Долгая дорога – ходьба по следу «Королевский Путь», где нет никакой уверенности в том, что и где удастся поесть и удастся ли вообще, в том, где уснешь или с кем. Но где-то же есть Елена Троянская и все ее многочисленные сестры, и не перевелись еще благородные дела, которые надо делать.

За месяц можно составить стопками уйму блюдечек, и вместо мечтаний я начал закипать. Какого черта не появляется Руфо? Из чистой нервозности я довел это повествование до самых последних дней. Может, Руфо вернулся назад? Или он погиб?

Или он был «рожденным никогда»? Может, меня только что выпустили из психбольницы; а что в этом чемодане, который я таскаю с собой, куда бы ни пошел?
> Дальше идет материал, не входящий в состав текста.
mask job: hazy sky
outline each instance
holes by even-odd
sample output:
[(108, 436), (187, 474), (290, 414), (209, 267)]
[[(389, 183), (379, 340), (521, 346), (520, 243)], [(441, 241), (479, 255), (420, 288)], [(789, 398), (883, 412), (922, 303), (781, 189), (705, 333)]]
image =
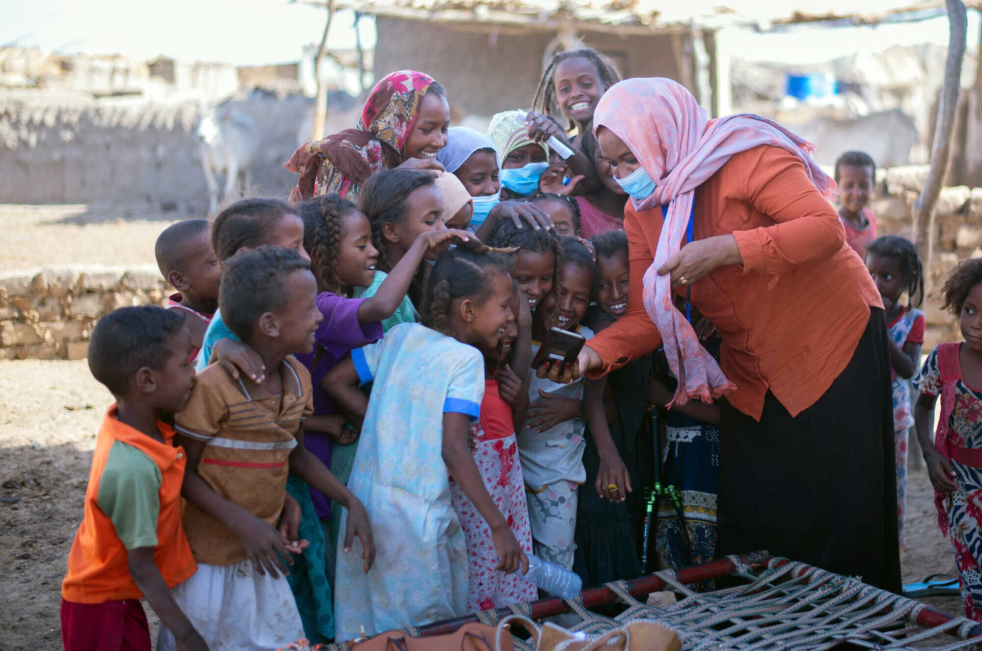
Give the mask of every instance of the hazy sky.
[[(897, 4), (905, 4), (899, 0)], [(783, 0), (776, 0), (776, 6)], [(152, 9), (150, 9), (152, 7)], [(0, 0), (0, 44), (45, 51), (121, 53), (136, 59), (165, 54), (184, 60), (237, 65), (296, 61), (306, 43), (320, 40), (326, 10), (286, 0)], [(339, 12), (331, 47), (354, 47), (354, 15)], [(979, 15), (968, 12), (968, 41), (978, 43)], [(374, 23), (362, 21), (364, 45), (374, 46)], [(23, 38), (22, 38), (23, 37)], [(792, 32), (741, 31), (734, 54), (789, 63), (822, 61), (893, 44), (947, 44), (944, 17), (877, 28), (798, 28)], [(538, 62), (535, 62), (536, 64)]]

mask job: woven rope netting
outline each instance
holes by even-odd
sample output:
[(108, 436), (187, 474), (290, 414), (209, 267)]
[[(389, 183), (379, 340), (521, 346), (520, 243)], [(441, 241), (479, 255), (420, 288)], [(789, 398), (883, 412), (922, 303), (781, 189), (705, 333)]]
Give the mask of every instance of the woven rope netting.
[[(663, 570), (656, 575), (668, 584), (667, 589), (682, 598), (670, 607), (658, 608), (634, 599), (624, 581), (608, 583), (607, 587), (627, 609), (615, 618), (606, 618), (583, 608), (577, 597), (567, 604), (582, 621), (570, 629), (596, 634), (631, 620), (655, 620), (679, 633), (684, 651), (820, 651), (843, 643), (892, 651), (927, 647), (947, 651), (980, 642), (979, 638), (966, 638), (978, 622), (958, 618), (924, 628), (916, 623), (917, 614), (925, 608), (923, 604), (858, 579), (778, 558), (754, 576), (736, 557), (728, 558), (736, 564), (736, 573), (750, 579), (750, 584), (699, 593), (681, 584), (674, 571)], [(527, 615), (522, 606), (510, 608)], [(498, 614), (484, 611), (478, 619), (493, 624)], [(518, 638), (515, 646), (532, 649)]]
[[(651, 576), (664, 581), (662, 590), (679, 596), (675, 604), (665, 608), (642, 604), (628, 592), (626, 581), (616, 581), (606, 587), (625, 608), (620, 615), (610, 618), (589, 611), (580, 593), (576, 599), (566, 601), (580, 621), (572, 626), (564, 621), (564, 625), (572, 631), (601, 634), (633, 620), (654, 620), (679, 634), (682, 651), (826, 651), (839, 645), (844, 649), (877, 651), (925, 648), (955, 651), (982, 644), (982, 637), (968, 637), (973, 629), (977, 634), (977, 621), (965, 618), (945, 621), (947, 616), (932, 612), (918, 601), (874, 588), (857, 578), (783, 558), (766, 557), (765, 568), (761, 568), (760, 562), (756, 566), (746, 564), (736, 556), (727, 559), (736, 567), (733, 574), (747, 579), (748, 584), (700, 593), (683, 585), (676, 570), (662, 570)], [(562, 604), (558, 600), (557, 603)], [(527, 603), (512, 604), (507, 610), (481, 611), (473, 617), (483, 623), (497, 625), (510, 613), (533, 619), (532, 607)], [(931, 613), (936, 617), (929, 617)], [(933, 619), (942, 623), (924, 627), (917, 623), (922, 614), (922, 621)], [(405, 632), (418, 636), (421, 631), (410, 627)], [(515, 637), (513, 642), (516, 649), (534, 651), (529, 641)], [(328, 644), (287, 648), (341, 651), (348, 647)]]

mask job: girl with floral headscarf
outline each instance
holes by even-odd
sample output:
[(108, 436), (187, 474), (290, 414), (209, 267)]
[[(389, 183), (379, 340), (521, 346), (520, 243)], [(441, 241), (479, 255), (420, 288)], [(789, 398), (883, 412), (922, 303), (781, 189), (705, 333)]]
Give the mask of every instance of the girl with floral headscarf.
[(447, 144), (449, 128), (450, 105), (438, 82), (412, 70), (387, 75), (368, 95), (354, 129), (307, 143), (284, 163), (300, 174), (291, 200), (328, 193), (354, 200), (380, 169), (442, 171), (436, 153)]
[[(630, 197), (627, 310), (550, 377), (598, 377), (663, 346), (671, 404), (727, 396), (717, 558), (766, 549), (899, 592), (883, 303), (812, 146), (758, 115), (707, 120), (667, 79), (611, 87), (594, 134)], [(719, 364), (679, 294), (715, 326)]]

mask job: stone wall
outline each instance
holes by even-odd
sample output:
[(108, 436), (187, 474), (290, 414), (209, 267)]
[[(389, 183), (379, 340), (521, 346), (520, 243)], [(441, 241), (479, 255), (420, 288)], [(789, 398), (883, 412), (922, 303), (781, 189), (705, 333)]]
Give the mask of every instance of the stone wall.
[[(870, 207), (877, 216), (878, 234), (913, 238), (911, 207), (928, 165), (905, 165), (877, 170), (877, 186)], [(967, 258), (982, 257), (982, 188), (943, 188), (935, 208), (934, 253), (927, 270), (928, 296), (921, 305), (927, 318), (924, 350), (940, 341), (960, 341), (957, 320), (941, 310), (940, 294), (952, 268)]]
[(0, 359), (82, 359), (99, 317), (162, 305), (169, 290), (153, 265), (0, 274)]
[[(312, 104), (262, 94), (229, 103), (259, 128), (252, 194), (289, 196), (297, 175), (283, 163), (309, 133)], [(208, 193), (195, 137), (200, 111), (191, 101), (0, 89), (0, 203), (139, 201), (201, 214)]]

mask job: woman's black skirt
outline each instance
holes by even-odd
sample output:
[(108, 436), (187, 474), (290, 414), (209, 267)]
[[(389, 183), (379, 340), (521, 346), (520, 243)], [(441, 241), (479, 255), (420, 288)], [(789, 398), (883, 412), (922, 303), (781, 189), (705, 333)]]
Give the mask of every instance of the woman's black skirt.
[(760, 422), (722, 401), (717, 558), (755, 550), (900, 591), (890, 354), (883, 310), (815, 404)]

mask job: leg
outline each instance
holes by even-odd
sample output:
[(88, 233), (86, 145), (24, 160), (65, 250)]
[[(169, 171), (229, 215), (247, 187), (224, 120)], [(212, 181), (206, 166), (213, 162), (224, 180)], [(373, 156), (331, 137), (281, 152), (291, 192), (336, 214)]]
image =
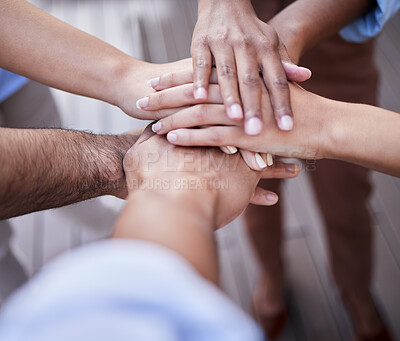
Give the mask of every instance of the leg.
[[(0, 103), (1, 125), (10, 128), (60, 127), (61, 119), (48, 87), (29, 82)], [(0, 304), (28, 278), (9, 247), (12, 230), (0, 221)]]

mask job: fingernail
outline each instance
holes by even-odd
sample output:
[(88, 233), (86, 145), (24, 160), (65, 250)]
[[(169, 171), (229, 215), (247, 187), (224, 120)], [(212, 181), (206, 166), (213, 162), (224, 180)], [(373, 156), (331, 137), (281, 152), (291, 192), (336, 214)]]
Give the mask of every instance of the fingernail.
[(267, 154), (267, 165), (271, 167), (274, 164), (274, 159), (270, 153)]
[(195, 99), (207, 99), (207, 91), (204, 88), (197, 88), (194, 90), (193, 96)]
[(178, 141), (178, 135), (176, 135), (175, 133), (168, 133), (167, 139), (169, 142), (175, 143), (176, 141)]
[(267, 194), (267, 200), (275, 203), (279, 200), (279, 197), (275, 193), (271, 192)]
[(147, 82), (147, 85), (152, 87), (152, 88), (155, 88), (158, 84), (160, 84), (160, 77), (150, 79)]
[(247, 135), (258, 135), (262, 130), (262, 122), (258, 117), (252, 117), (246, 122), (245, 131)]
[(281, 130), (289, 131), (293, 129), (293, 118), (289, 115), (282, 116), (278, 121)]
[(231, 154), (237, 153), (237, 148), (234, 146), (226, 146)]
[(228, 116), (233, 120), (243, 118), (243, 110), (240, 104), (232, 104), (228, 110)]
[(282, 64), (284, 64), (284, 66), (288, 69), (291, 69), (292, 71), (302, 71), (302, 72), (306, 72), (308, 74), (308, 78), (311, 78), (312, 72), (310, 69), (304, 67), (304, 66), (298, 66), (296, 64), (293, 63), (289, 63), (289, 62), (282, 62)]
[(261, 157), (259, 153), (256, 153), (256, 162), (260, 168), (266, 168), (267, 164), (265, 163), (264, 159)]
[(149, 105), (149, 98), (148, 97), (141, 98), (136, 102), (136, 107), (138, 109), (144, 109), (148, 105)]
[(290, 165), (290, 166), (288, 166), (287, 170), (289, 171), (289, 173), (295, 174), (295, 173), (297, 173), (298, 168), (299, 168), (299, 166), (297, 166), (297, 165)]
[(161, 130), (161, 127), (162, 127), (162, 124), (161, 124), (160, 121), (158, 121), (158, 122), (154, 123), (154, 124), (151, 126), (151, 130), (153, 130), (153, 133), (157, 133), (158, 131)]

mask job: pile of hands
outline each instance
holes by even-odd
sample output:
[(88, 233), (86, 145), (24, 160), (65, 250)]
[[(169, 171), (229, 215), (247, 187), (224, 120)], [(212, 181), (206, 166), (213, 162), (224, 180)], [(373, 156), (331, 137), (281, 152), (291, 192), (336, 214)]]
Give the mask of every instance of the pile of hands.
[[(143, 63), (140, 74), (136, 67), (122, 81), (141, 98), (134, 106), (122, 92), (117, 105), (133, 117), (155, 121), (126, 154), (124, 170), (130, 191), (151, 179), (166, 181), (169, 190), (182, 177), (227, 180), (225, 189), (207, 188), (211, 201), (231, 206), (218, 210), (224, 213), (216, 226), (223, 226), (249, 202), (277, 202), (276, 194), (257, 187), (261, 178), (298, 174), (298, 166), (274, 164), (272, 155), (318, 158), (318, 136), (304, 138), (315, 122), (307, 114), (293, 115), (306, 111), (294, 108), (317, 104), (316, 96), (294, 83), (309, 79), (311, 72), (292, 62), (278, 34), (257, 18), (250, 3), (240, 15), (232, 13), (234, 23), (215, 11), (219, 6), (224, 13), (235, 11), (225, 1), (213, 11), (199, 6), (192, 59)], [(199, 146), (220, 147), (225, 154)]]

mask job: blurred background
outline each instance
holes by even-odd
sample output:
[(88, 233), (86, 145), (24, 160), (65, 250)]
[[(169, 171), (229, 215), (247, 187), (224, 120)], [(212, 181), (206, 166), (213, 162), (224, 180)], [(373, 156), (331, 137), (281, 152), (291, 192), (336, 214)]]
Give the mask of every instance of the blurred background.
[[(43, 10), (103, 39), (136, 58), (154, 63), (190, 56), (196, 0), (32, 0)], [(380, 105), (400, 112), (400, 16), (380, 35)], [(63, 126), (95, 133), (121, 133), (146, 122), (118, 108), (53, 90)], [(399, 150), (400, 153), (400, 150)], [(400, 179), (372, 173), (370, 210), (375, 228), (373, 290), (400, 340)], [(323, 221), (306, 168), (286, 181), (285, 258), (289, 321), (282, 340), (350, 340), (351, 321), (329, 269)], [(12, 220), (12, 248), (29, 275), (61, 252), (105, 238), (123, 201), (103, 197)], [(267, 225), (266, 225), (267, 228)], [(217, 232), (224, 290), (250, 312), (258, 264), (240, 218)], [(3, 278), (2, 278), (3, 280)]]

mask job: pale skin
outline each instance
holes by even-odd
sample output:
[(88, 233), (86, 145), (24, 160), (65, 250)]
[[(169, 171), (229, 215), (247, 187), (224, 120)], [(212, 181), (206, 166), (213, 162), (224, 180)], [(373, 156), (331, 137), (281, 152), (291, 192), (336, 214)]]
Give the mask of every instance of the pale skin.
[[(165, 90), (163, 100), (177, 95), (184, 84)], [(218, 87), (211, 86), (213, 104), (184, 109), (156, 124), (159, 134), (182, 146), (215, 146), (234, 143), (254, 152), (272, 153), (301, 159), (336, 159), (352, 162), (380, 172), (400, 176), (398, 132), (400, 115), (385, 109), (329, 100), (291, 84), (291, 101), (297, 126), (281, 132), (271, 116), (269, 97), (263, 96), (265, 127), (259, 136), (247, 136), (240, 122), (224, 115)], [(153, 95), (154, 98), (158, 94)], [(154, 98), (150, 98), (150, 102)], [(181, 96), (182, 103), (188, 105)], [(221, 104), (216, 104), (216, 102)], [(155, 108), (156, 109), (156, 108)], [(204, 129), (185, 129), (210, 125)]]
[(125, 198), (123, 157), (141, 132), (0, 128), (0, 220), (101, 195)]
[[(360, 17), (372, 3), (298, 0), (266, 24), (257, 18), (250, 0), (199, 0), (191, 49), (195, 98), (208, 98), (213, 58), (228, 117), (241, 120), (244, 116), (246, 133), (260, 134), (262, 89), (267, 89), (278, 127), (291, 130), (288, 80), (301, 82), (311, 76), (295, 63), (317, 42)], [(154, 84), (161, 89), (157, 80)]]
[[(298, 166), (283, 163), (255, 172), (238, 154), (176, 147), (150, 127), (127, 152), (124, 170), (129, 196), (113, 237), (167, 247), (215, 284), (219, 273), (214, 231), (235, 219), (250, 202), (276, 203), (274, 193), (257, 187), (260, 178), (292, 178), (299, 172)], [(163, 186), (152, 185), (155, 180)], [(219, 181), (225, 181), (226, 187), (217, 188)], [(188, 183), (197, 186), (190, 188)]]

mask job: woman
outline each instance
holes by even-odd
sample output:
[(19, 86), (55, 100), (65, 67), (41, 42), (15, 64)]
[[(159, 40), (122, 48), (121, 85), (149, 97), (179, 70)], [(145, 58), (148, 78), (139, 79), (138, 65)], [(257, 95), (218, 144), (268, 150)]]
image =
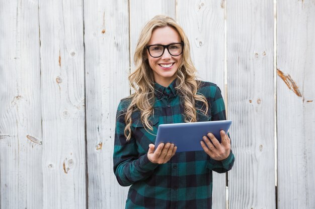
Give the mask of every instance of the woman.
[(225, 120), (220, 89), (196, 80), (187, 38), (168, 17), (145, 25), (134, 62), (134, 93), (118, 106), (113, 155), (118, 182), (131, 185), (126, 208), (211, 208), (212, 171), (225, 172), (234, 162), (225, 133), (221, 143), (211, 133), (213, 144), (200, 139), (204, 151), (176, 153), (169, 143), (154, 151), (154, 143), (160, 124)]

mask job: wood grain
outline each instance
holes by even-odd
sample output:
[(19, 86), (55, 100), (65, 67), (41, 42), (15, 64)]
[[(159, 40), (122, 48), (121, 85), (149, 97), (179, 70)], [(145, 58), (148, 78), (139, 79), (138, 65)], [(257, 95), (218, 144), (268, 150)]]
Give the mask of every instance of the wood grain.
[(83, 8), (40, 2), (43, 208), (86, 207)]
[[(178, 1), (177, 16), (189, 39), (191, 56), (199, 79), (217, 84), (225, 97), (224, 8), (222, 4)], [(225, 208), (226, 175), (214, 172), (213, 176), (212, 207)]]
[(115, 117), (129, 95), (128, 1), (85, 1), (88, 206), (125, 207), (113, 171)]
[(41, 208), (38, 2), (2, 1), (0, 22), (0, 208)]
[(229, 208), (275, 208), (273, 2), (226, 2)]
[(315, 208), (315, 4), (277, 11), (278, 208)]

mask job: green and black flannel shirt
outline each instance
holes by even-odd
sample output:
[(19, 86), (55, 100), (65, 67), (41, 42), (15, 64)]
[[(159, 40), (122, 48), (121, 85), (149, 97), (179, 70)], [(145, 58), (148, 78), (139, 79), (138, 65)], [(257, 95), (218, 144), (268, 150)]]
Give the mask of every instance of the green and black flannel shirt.
[[(130, 99), (122, 99), (118, 106), (114, 172), (120, 185), (131, 185), (126, 208), (211, 208), (212, 171), (224, 173), (233, 166), (234, 157), (231, 151), (222, 161), (211, 159), (204, 151), (178, 152), (163, 164), (148, 160), (148, 145), (154, 143), (159, 125), (184, 122), (175, 81), (168, 87), (154, 84), (154, 115), (150, 120), (153, 125), (151, 133), (143, 127), (140, 113), (134, 112), (132, 137), (127, 142), (124, 135), (124, 113)], [(209, 116), (197, 111), (198, 121), (226, 119), (221, 91), (215, 84), (201, 81), (198, 93), (206, 97), (209, 104)]]

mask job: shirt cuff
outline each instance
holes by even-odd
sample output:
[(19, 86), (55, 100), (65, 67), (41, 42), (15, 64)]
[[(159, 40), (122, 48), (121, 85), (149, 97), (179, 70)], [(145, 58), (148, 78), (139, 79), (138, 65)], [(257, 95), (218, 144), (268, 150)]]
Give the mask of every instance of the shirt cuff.
[(231, 163), (233, 162), (234, 160), (234, 155), (230, 151), (228, 156), (223, 160), (215, 160), (210, 158), (208, 163), (208, 167), (211, 169), (217, 168), (222, 168), (227, 170), (229, 170)]
[(139, 164), (141, 169), (147, 171), (153, 170), (159, 166), (159, 164), (153, 163), (149, 160), (147, 154), (144, 154), (139, 158)]

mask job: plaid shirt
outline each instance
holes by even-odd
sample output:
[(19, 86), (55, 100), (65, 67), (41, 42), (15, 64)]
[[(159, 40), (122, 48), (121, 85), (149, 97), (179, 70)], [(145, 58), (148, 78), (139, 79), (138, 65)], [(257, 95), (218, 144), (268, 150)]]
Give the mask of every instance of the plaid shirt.
[[(153, 131), (147, 132), (141, 122), (140, 113), (134, 112), (131, 116), (132, 137), (129, 142), (124, 135), (124, 113), (130, 99), (122, 99), (118, 106), (114, 172), (120, 185), (131, 185), (126, 208), (211, 208), (212, 171), (223, 173), (233, 166), (234, 158), (231, 151), (222, 161), (211, 159), (203, 151), (178, 152), (162, 164), (148, 160), (148, 145), (154, 143), (159, 125), (184, 122), (183, 109), (175, 85), (175, 81), (168, 87), (154, 84), (154, 116), (150, 120)], [(200, 82), (198, 93), (206, 97), (209, 104), (209, 116), (197, 111), (198, 121), (226, 119), (221, 91), (215, 84)], [(196, 104), (197, 107), (200, 105)]]

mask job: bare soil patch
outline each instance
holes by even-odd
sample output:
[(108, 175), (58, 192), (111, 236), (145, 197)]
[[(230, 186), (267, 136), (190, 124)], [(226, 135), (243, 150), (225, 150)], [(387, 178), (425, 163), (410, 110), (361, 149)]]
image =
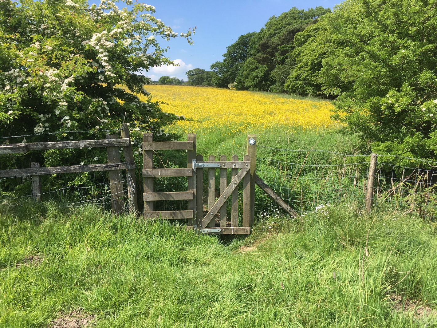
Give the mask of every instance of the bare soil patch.
[(253, 245), (253, 246), (243, 246), (240, 248), (240, 252), (250, 252), (251, 251), (253, 251), (257, 248), (256, 245)]
[(38, 255), (30, 255), (28, 256), (24, 256), (23, 259), (23, 262), (17, 263), (16, 266), (19, 268), (21, 265), (26, 265), (30, 266), (31, 265), (38, 265), (42, 262), (42, 258)]
[(425, 317), (437, 318), (437, 311), (424, 305), (418, 305), (414, 301), (402, 300), (400, 295), (389, 295), (389, 298), (393, 302), (393, 308), (396, 312), (407, 315), (411, 314), (418, 320)]
[(53, 321), (50, 328), (86, 328), (93, 325), (92, 321), (96, 318), (94, 314), (82, 313), (82, 309), (72, 311), (68, 314), (60, 317)]

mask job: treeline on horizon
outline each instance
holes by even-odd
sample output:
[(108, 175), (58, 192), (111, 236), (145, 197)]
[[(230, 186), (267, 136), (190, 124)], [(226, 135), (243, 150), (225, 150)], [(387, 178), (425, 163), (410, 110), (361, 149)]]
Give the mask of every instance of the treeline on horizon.
[(435, 160), (436, 14), (434, 0), (293, 7), (201, 73), (218, 87), (333, 100), (333, 118), (366, 152)]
Сабля? Я боюсь посмотреть, правду говорю, боюсь. А теперь боюсь и спрашивать. Я как-то встретил старого сержанта, отбывшего тридцать лет, который был убежден, что владеет всеми алмазными копями Африки; по вечерам он вел на них документацию. Может, я точно так же счастливо заблуждаюсь? А эти франки – это все, что осталось от моего ежемесячного пенсионного пособия?

Удается ли кому-нибудь когда-нибудь получить второй шанс? Или Дверь в Стене всегда исчезает, когда отведешь от нее глаза? Где можно успеть на судно, идущее до Бридгадуна? Братцы, да ведь это как почта в Бруклине: отсюда туда не попасть!

Ну что ж, дам я Руфо еще пару недель…

Я получил весточку от Руфо! Вырезка с моим объявлением была ему отправлена, но у него возникли небольшие сложности. Он не хотел вдаваться в подробности по телефону, но насколько я понял, он связался с какой-то плотоядной фройляйн и перебрался через границу почти sans culottes [95]. Однако он будет здесь сегодня вечером. Он нисколько не против перемены планет и Вселенных и говорит, что у него есть в запасе кое-что интересное. Немного, может быть, рискованно, но не скучно. Уверен, что он в обоях случаях прав. Руфо может увести у вас сигареты и уж во всяком случае вашу девочку, но скуки рядом с ним не найдешь – и он готов умереть, прикрывая вас сзади.

Так что завтра мы отправляемся вдоль по той самой Дороге Славы, и да здравствуют пороги на ней и все остальное!

А у вас нет драконов, которых нужно перебить?